Le projet contourne les concentrations de population palestinienne, comme Naplouse, afin de parer à ce que les dirigeants israéliens décrivent comme le redoutable « problème démographique » : un trop grand nombre de non-Juifs dans le projet « d’État juif démocratique » du « Grand Israël » – un oxymore plus difficile à dire d’année en année. Les Palestiniens du « Grand Israël » sont confinés dans 165 enclaves, séparés de leurs terres et de leurs oliveraies par une armée hostile, soumis aux attaques constantes de bandes juives violentes (« les jeunes des collines ») protégées par l’armée israélienne.
Pendant ce temps, Israël a colonisé et annexé le plateau du Golan en violation des ordres du Conseil de sécurité de l’ONU (comme il l’a fait pour Jérusalem). L’histoire d’horreur de Gaza est trop complexe pour être racontée ici. C’est l’un des pires crimes contemporains, enveloppé dans un réseau dense de tromperie et d’apologie des atrocités.
Trump a dépassé ses prédécesseurs en donnant libre cours aux crimes israéliens. Il a notamment orchestré les accords d’Abraham, qui ont officialisé des accords tacites de longue date entre Israël et plusieurs dictatures arabes. Cela a permis de lever les restrictions arabes limitées sur la violence et l’expansion israéliennes.
Les Accords étaient un élément clé de la vision géostratégique de Trump : construire une alliance réactionnaire d’États brutaux et répressifs, dirigés depuis Washington, dont le Brésil de [Jair] Bolsonaro, l’Inde de [Narendra] Modi, la Hongrie de [Viktor] Orbán, et éventuellement d’autres comme eux. La composante Moyen-Orient-Afrique du Nord repose sur la hideuse tyrannie égyptienne d’Al-Sisi et, en vertu des Accords, des dictatures familiales du Maroc aux Émirats arabes unis et au Bahreïn. Israël fournit la force militaire, avec les États-Unis en arrière-plan immédiat.
Les Accords d’Abraham remplissent un autre objectif de Trump : rassembler sous le parapluie de Washington les principales zones de ressources nécessaires pour accélérer la course vers le cataclysme environnemental, la cause à laquelle Trump et ses associés se sont consacrés avec une ferveur impressionnante. Cela inclut le Maroc, qui détient le quasi-monopole des phosphates nécessaires à l’agriculture industrialisée qui détruit les sols et empoisonne l’atmosphère. Pour renforcer le quasi-monopole marocain, Trump a officiellement reconnu et affirmé l’occupation brutale et illégale par le Maroc du Sahara occidental, qui possède également des gisements de phosphate.

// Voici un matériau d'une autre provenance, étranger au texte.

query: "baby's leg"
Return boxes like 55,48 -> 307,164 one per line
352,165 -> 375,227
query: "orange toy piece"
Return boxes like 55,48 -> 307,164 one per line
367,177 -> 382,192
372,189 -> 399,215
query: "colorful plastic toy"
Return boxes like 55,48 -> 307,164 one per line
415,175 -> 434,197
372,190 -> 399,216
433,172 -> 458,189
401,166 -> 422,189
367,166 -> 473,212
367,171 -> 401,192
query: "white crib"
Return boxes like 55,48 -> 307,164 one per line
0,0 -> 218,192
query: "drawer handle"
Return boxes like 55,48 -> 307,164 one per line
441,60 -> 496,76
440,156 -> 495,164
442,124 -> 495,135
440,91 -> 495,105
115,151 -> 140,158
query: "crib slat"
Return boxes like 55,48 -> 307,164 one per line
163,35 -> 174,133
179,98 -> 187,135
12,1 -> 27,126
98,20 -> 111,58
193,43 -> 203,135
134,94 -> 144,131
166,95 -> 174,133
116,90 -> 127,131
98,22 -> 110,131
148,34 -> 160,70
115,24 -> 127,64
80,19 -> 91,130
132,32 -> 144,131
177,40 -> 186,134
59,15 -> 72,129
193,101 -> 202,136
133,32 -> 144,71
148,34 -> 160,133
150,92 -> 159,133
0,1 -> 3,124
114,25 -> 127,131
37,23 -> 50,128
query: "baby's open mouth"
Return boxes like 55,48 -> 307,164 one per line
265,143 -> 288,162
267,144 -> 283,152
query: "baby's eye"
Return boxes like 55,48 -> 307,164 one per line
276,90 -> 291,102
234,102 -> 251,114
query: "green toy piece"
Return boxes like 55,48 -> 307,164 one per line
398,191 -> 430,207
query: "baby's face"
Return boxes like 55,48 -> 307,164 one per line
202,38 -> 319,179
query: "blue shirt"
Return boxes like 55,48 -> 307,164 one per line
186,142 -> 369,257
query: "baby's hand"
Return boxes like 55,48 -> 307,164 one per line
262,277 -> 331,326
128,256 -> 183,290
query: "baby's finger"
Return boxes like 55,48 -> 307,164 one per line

Il est intéressant de noter que l’officialisation de l’alliance de certains des États les plus violents, répressifs et réactionnaires du monde a été grandement applaudie par un large éventail d’opinions.
Jusqu’à présent, Biden a poursuivi ces programmes. Il a annulé la brutalité gratuite du Trumpisme, comme le retrait de la fragile bouée de sauvetage pour Gaza parce que, comme Trump l’a expliqué, les Palestiniens n’avaient pas été assez reconnaissants pour sa démolition de leurs justes aspirations. Sinon, l’édifice criminel Trump-Kushner reste intact, même si certains spécialistes de la région pensent qu’il pourrait vaciller avec les attaques israéliennes répétées contre les fidèles palestiniens de la mosquée al-Aqsa et d’autres exercices du monopole effectif de la violence par Israël.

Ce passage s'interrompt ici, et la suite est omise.